The app has been available since early 2014, but I discovered it just recently. Updated over a dozen of times for two years, L’Oreal’s Makeup Genius turned my phone’s front camera into a de-facto mirror, enhanced with complex face-recognition algorithms that the movie and gaming industry have utilized. It let me “try on” a slew of beauty products – from blushes to mascaras. Overwhelmed with picking lipsticks and eyeshadows, I opted for the 10 ready-made looks. Never had I in real life slicked up so quickly, so precisely. If I liked what I saw on my screen, I could proceed and purchase the items.
More than an alluring make-believe, the Makeup Genius is a crafty digital marketing device. It is also a fine example of how the advent of technology has swept the beauty industry, which has historically risen on the demand to touch, smell and try cosmetics. As explained in a 2015 report by Euromonitor, digital innovations have upended the way we care for our skin, engage and select products and treatments and pay for them. With customers flocking to the online and mobile realms, proactive brands scurry to deliver.

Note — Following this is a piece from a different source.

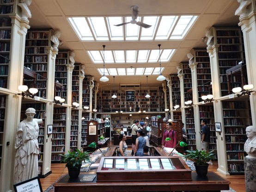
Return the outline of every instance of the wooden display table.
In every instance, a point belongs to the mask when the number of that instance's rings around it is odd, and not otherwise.
[[[196,173],[191,174],[192,181],[154,182],[110,182],[97,183],[97,178],[92,182],[80,182],[80,180],[88,174],[80,174],[79,177],[70,180],[68,174],[54,184],[55,192],[179,192],[183,191],[206,191],[220,192],[228,190],[230,182],[212,172],[208,172],[206,177],[199,177]],[[150,175],[148,176],[150,177]],[[214,190],[213,190],[214,189]]]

In this regard, French beauty behemoth L’Oreal – with its extensive portfolio of luxe, mass and professional labels – has blazed a pioneering approach that has dashed beyond savvy social media campaigns. YSL, for instance, has partnered with Google to equip a crew of makeup artists with Google Glasses to record customer sessions that can later serve as personalized beauty tutorials. Others have nudged a step further in catering to clients’ individual needs and concerns. La Roche Posay and Vichy – both in the L’Oreal fold – have rolled out live chats with dermatologists, while an app called Klara allow its users to snap pictures of their conditions and send them to doctors for advice.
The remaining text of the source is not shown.